While health insurance covered the sizable cost of the transplant operation, the funds raised were able to pay outstanding medical bills and ensure that John had the post-transplant medications, follow-up care and daily anti-rejection medications he needs to stay healthy.
“It’s unbelievable the difference a year makes,” Smith said.
He and others have recalled how the ammonia levels played with John’s mind, to the point he had to be restrained by sheriff’s deputies in his own home. The same sort of incidents happened in the hospital, where he was sedated and restrained. It was nothing he could control. His family and friends remember those incidents vividly, while John can only listen to the stories and shake his head.
A healthy John can now do what he loves again — work with the youth at Immanuel Baptist Church in Clinton, sing in the choir and play with his grandchildren, including getting to know the youngest, 3-year-old Phillip, all over again.
“He was scared of me. He now plays with me and I play with him,” John beamed. “We’re learning to get along together.”
“He’s so full of life now,” Jackie said. “He’s the John we all knew and loved before he got sick. I’m so thankful that he is healthy, but I still have a little bit of panic when I call home and he doesn’t answer. For years, I lived in constant fear on what I was going to find when I came home. I don’t know how long it will take for me to quit worrying like that.”
When the two returned to the third floor at Chapel Hill, where John had to so many times be sedated and restrained due to his toxic liver, it was all smiles and a lot of tears for the Browns and the medical staff who knew them well.
John fought back tears thinking about it, just as he does talking about the person whose liver now rests in his body.
“Somebody had to die for me to live,” said John.
That’s not lost on him or Jackie, who are still humbled by the well-wishes they receive.
“And money still came in while we were in the hospital,” Jackie added.
They were both blown away when a friend of theirs sent a check for $5,000, on top of the $34,000 already raised.

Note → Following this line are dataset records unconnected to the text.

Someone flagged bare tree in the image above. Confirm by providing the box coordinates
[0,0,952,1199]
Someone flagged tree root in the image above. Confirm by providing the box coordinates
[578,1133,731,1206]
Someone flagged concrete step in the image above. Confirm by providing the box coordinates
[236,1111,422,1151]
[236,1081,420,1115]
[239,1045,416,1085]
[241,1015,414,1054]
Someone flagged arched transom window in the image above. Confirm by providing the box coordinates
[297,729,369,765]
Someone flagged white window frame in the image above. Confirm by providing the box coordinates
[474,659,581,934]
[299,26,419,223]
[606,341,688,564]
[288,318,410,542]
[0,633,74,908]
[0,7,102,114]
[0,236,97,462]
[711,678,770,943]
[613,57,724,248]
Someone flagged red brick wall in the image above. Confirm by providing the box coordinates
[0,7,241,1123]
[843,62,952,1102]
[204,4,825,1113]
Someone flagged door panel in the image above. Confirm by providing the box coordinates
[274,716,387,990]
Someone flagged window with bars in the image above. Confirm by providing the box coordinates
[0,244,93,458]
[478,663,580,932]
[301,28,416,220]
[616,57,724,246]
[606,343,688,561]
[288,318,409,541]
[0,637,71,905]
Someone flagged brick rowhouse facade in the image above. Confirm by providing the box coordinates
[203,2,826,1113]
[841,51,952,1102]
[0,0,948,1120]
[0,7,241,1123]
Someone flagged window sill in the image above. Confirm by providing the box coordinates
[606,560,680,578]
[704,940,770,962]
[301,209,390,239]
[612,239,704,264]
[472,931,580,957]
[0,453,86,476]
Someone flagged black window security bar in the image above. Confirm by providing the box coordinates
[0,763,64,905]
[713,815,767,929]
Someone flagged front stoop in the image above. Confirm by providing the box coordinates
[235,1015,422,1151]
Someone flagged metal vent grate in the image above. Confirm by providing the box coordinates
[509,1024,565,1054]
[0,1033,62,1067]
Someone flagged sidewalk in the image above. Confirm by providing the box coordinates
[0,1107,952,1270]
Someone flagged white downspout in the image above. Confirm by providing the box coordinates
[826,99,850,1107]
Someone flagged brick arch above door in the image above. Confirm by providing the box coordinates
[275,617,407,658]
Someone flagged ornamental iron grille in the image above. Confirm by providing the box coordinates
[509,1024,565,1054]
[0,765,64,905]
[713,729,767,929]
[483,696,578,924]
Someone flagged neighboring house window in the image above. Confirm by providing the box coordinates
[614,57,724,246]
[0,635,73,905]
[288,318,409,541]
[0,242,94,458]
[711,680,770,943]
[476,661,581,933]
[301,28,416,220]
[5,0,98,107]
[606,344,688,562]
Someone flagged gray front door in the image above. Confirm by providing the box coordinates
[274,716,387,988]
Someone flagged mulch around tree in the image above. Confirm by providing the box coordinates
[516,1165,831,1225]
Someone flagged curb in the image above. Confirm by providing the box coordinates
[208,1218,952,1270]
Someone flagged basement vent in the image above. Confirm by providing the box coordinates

The Browns have tried to pay it forward through small charitable acts, but mostly through living a good life.
“I am grateful to God. He blessed me,” John said.
People will come up to John and tell him he’s a miracle.
“God’s a miracle,” he’ll tell them. “He made this happen. I think this has given people a better outlook because they’ll look at me and say ‘he’s done that for you, what can he do for me.’ It’s just amazing and I almost can’t comprehend it. I get amazed every day. I’m very grateful.”
Jackie knows well the gift of life, having worked in the OB section of Sampson Regional for 37 years, delivering babies who have grown up and had their own children, which she has also helped deliver. Jackie said the selflessness of the Sampson Regional staff is indescribable.
“We are such a tight-knit family, I think every time I hurt, they hurt,” Jackie said.
Leading up to last year’s fundraiser, Ameen described the Browns’ own selflessness, and alluded to why the event would be so successful.
“Both have been so instrumental in helping others,” the pastor said. “It’s time for people to surround them now that they need it.”
And that’s exactly what the community did.
John and Jackie encouraged everyone to be organ donors. They both always have been. It could be the gift that saves someone’s life.
“He sees life so differently now,” said Jackie of her husband.
“I’ve got so much to look forward to,” said John. “We’re thankful for what everyone has done and what they continue to do. I don’t know how long I have on this earth, but I’m going to live every day of it with gratitude.”